Figure 5 shows an example of the thread-profiling interface:
We can also profile SQL, and NoSQL database calls with YourKit. It even provides a view for actual queries that were executed.
Though this is not a technical consideration, the permissive licensing model of YourKit makes it a good choice for multi-user or distributed teams, as well as for single-license purchases.
4. Java VisualVM
Java VisualVM is a simplified yet robust profiling tool for Java applications. By default, this tool is bundled with Sun’s distribution of the Java Development Kit (JDK). Its operation relies on other standalone tools provided in the JDK, such as JConsole, jstat, jstack, jinfo, and jmap.
Below, we can see a simple overview interface of an ongoing profiling session using Java VisualVM:
One interesting advantage of Java VisualVM is that we can extend it to develop new functionalities as plugins. We can then add these plugins to Java VisualVM’s built-in update center.

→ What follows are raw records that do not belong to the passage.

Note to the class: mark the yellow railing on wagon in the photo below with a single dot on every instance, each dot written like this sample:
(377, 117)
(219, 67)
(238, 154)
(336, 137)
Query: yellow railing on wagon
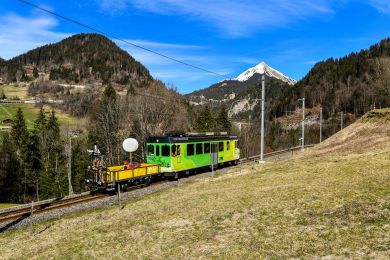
(118, 173)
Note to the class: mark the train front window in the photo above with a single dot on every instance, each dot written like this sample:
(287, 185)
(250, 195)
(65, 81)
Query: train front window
(220, 146)
(199, 148)
(150, 149)
(207, 148)
(165, 150)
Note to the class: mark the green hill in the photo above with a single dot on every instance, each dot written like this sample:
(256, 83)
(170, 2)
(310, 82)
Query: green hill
(329, 205)
(79, 58)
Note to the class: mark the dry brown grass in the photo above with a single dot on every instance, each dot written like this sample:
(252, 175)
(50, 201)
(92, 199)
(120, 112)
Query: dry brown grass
(369, 134)
(330, 206)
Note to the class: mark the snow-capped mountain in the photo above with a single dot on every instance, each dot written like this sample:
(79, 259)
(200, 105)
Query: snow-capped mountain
(263, 68)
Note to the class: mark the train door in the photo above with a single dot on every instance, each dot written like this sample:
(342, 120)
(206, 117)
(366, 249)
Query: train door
(176, 153)
(214, 154)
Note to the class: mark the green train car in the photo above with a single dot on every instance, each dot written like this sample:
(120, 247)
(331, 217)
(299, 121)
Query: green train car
(177, 153)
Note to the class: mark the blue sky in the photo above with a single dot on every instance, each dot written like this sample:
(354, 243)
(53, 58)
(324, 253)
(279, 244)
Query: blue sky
(224, 36)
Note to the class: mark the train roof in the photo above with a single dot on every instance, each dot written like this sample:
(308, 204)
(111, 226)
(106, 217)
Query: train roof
(190, 137)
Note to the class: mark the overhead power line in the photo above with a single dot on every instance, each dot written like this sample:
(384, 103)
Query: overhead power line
(122, 40)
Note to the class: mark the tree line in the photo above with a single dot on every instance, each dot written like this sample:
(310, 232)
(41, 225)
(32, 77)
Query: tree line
(33, 162)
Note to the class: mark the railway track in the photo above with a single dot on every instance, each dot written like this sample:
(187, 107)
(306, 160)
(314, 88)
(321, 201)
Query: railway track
(25, 211)
(47, 205)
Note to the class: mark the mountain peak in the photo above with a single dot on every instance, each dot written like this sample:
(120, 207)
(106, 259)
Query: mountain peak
(263, 68)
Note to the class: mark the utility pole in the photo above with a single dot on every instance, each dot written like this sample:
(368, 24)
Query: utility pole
(70, 163)
(303, 123)
(262, 117)
(320, 124)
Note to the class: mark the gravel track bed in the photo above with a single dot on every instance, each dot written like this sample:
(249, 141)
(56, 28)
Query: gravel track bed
(104, 202)
(112, 200)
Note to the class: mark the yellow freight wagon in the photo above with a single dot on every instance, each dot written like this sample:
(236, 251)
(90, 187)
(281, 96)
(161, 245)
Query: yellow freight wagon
(126, 175)
(127, 172)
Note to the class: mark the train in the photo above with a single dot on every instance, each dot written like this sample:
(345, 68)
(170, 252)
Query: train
(169, 156)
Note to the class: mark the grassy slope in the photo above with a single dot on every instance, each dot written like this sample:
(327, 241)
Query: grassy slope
(31, 111)
(334, 204)
(7, 205)
(15, 91)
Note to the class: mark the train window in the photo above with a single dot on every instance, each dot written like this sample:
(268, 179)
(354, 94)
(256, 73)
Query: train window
(176, 150)
(150, 149)
(199, 148)
(165, 150)
(207, 148)
(220, 147)
(190, 149)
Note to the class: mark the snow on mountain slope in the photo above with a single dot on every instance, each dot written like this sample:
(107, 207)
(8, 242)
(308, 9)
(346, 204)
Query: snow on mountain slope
(263, 68)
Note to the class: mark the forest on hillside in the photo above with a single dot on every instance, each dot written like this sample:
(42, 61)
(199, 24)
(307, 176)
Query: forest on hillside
(79, 58)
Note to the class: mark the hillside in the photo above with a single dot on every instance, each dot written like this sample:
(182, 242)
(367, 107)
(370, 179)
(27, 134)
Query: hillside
(355, 83)
(241, 97)
(326, 206)
(370, 133)
(79, 58)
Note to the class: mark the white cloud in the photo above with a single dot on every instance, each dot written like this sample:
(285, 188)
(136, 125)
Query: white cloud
(19, 34)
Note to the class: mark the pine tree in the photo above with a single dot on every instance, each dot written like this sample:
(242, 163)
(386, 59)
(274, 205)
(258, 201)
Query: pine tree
(20, 136)
(19, 131)
(79, 164)
(35, 72)
(223, 123)
(10, 182)
(34, 161)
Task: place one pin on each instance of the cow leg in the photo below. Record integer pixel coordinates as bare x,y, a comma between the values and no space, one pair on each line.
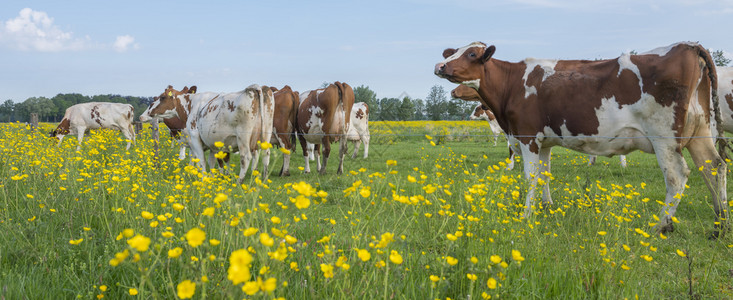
545,155
285,171
531,174
357,145
713,171
182,152
343,148
675,171
326,152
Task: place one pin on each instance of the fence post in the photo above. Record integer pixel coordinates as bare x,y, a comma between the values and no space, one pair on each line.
156,137
34,120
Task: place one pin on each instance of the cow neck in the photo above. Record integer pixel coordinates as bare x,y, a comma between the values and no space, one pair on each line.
496,89
181,110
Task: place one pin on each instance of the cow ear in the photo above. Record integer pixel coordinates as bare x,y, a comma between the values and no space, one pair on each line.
488,52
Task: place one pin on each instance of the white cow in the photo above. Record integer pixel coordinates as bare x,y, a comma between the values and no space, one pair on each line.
92,115
240,121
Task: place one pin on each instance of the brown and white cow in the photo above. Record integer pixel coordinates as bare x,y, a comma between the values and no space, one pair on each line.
283,128
658,102
725,91
240,121
359,128
92,115
324,116
177,124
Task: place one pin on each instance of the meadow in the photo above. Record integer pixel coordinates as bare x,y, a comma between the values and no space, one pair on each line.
431,214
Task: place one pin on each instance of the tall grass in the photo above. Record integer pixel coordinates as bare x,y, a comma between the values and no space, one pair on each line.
436,222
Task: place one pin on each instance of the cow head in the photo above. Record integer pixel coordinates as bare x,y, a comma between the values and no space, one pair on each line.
465,65
164,106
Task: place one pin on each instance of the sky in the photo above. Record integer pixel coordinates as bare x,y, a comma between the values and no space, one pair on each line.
138,48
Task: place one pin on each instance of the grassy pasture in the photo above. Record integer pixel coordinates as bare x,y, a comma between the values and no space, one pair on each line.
413,221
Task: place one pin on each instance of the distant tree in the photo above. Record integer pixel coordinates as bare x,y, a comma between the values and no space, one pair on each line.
419,109
362,93
406,110
436,103
719,58
7,108
389,109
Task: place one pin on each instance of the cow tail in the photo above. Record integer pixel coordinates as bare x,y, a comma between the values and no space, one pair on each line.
712,75
266,106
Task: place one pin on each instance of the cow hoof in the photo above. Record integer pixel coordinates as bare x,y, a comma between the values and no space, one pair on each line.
666,228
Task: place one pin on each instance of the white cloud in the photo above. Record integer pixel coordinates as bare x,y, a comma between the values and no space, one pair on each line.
35,31
124,42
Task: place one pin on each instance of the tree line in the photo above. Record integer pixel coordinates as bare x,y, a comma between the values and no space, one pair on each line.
53,109
436,106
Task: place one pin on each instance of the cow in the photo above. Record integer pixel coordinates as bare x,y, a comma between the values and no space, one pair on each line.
176,124
241,121
658,102
725,90
284,121
92,115
324,116
359,128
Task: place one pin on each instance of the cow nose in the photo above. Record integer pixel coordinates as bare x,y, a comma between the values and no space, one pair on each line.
439,68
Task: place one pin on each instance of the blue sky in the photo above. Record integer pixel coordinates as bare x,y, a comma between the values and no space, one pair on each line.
139,47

Java VisualVM supports local and remote profiling, as well as memory and CPU profiling. Connecting to remote applications requires providing credentials (hostname/IP and password as necessary) but does not provide support for ssh tunneling. We can also choose to either enable real-time profiling with instant updates (typically every 2 seconds).

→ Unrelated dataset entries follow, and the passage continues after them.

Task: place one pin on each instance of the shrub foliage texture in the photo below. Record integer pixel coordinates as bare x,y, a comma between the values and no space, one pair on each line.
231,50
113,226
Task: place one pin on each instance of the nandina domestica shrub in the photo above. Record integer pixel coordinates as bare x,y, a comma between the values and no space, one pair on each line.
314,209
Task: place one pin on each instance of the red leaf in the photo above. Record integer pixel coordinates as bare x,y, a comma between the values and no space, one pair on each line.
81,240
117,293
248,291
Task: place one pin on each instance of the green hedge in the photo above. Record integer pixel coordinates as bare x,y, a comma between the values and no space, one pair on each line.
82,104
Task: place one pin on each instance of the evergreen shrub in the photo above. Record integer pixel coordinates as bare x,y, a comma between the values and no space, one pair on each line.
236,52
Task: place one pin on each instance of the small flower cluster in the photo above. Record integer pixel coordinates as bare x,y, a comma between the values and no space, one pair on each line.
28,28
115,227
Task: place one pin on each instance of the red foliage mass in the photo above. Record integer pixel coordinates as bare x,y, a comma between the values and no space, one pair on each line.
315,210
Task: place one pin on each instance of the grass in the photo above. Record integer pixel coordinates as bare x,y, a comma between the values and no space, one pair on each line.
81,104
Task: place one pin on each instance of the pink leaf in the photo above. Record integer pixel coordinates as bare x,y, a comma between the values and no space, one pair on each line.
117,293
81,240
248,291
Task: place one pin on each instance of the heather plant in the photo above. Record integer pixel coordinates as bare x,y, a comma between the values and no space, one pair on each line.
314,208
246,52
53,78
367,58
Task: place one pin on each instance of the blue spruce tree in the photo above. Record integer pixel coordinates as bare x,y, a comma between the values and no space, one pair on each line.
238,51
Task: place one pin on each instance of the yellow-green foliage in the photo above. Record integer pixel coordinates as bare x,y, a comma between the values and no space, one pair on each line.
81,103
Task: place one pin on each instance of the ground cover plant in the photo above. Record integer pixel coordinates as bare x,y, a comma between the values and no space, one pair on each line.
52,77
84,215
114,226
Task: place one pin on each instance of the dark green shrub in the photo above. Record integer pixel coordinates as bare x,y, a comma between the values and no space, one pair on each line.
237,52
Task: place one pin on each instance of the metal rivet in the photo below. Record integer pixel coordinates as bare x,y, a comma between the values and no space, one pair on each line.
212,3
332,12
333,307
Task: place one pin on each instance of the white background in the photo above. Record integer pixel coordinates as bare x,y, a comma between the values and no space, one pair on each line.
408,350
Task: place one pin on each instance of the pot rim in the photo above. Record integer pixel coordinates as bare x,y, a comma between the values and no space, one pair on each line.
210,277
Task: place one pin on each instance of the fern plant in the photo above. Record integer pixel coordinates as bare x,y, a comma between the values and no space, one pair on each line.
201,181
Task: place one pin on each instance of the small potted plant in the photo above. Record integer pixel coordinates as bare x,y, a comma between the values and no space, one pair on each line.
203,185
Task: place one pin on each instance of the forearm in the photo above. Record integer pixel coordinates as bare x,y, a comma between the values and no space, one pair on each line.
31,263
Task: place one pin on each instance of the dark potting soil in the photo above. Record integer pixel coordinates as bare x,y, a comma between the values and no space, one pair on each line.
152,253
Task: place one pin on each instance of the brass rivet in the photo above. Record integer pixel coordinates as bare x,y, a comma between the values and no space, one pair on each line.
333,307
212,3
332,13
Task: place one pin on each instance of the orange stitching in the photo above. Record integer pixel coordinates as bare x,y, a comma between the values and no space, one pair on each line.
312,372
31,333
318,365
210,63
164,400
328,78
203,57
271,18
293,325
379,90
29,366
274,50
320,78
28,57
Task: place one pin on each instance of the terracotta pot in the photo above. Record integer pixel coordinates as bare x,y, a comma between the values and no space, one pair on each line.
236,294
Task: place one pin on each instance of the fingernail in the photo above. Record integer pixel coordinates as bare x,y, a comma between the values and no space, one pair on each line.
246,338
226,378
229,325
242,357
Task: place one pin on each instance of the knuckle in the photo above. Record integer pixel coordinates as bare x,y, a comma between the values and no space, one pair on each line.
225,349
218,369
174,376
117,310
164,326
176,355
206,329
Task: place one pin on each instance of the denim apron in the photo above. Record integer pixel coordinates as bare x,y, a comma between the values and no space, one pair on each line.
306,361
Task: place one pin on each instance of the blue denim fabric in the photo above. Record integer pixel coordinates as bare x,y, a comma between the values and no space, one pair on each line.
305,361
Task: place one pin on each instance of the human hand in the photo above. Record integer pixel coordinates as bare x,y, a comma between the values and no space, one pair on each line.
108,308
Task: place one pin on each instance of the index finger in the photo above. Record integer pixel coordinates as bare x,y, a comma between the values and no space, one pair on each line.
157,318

Below, we can see the memory outlook of a Java application profiled using Java VisualVM:
Netbeans Profiler is also a good choice for lightweight development and profiling. NetBeans Profiler provides a single window for configuring and controlling the profiling session and displaying the results. It gives a unique feature of knowing how often garbage collection occurs.
6. Other Solid Profilers
Some honorable mentions here are Java Mission Control, New Relic, and Prefix (from Stackify) – these have less market share overall, but definitely, do deserve a mention. For example, Stackify’s Prefix is an excellent lightweight profiling tool, well-suited for profiling not only Java applications but other web applications as well.
In this write-up, we discussed profiling and Java Profilers. We looked at the features of each Profiler and what informs the potential choice of one over another.
There’re many Java profilers available with some having unique characteristics. The choice of which Java profiler to use, as we’ve seen in this article, is mostly dependent on a developer’s selection of tools, the level of analysis required, and features of the profiler.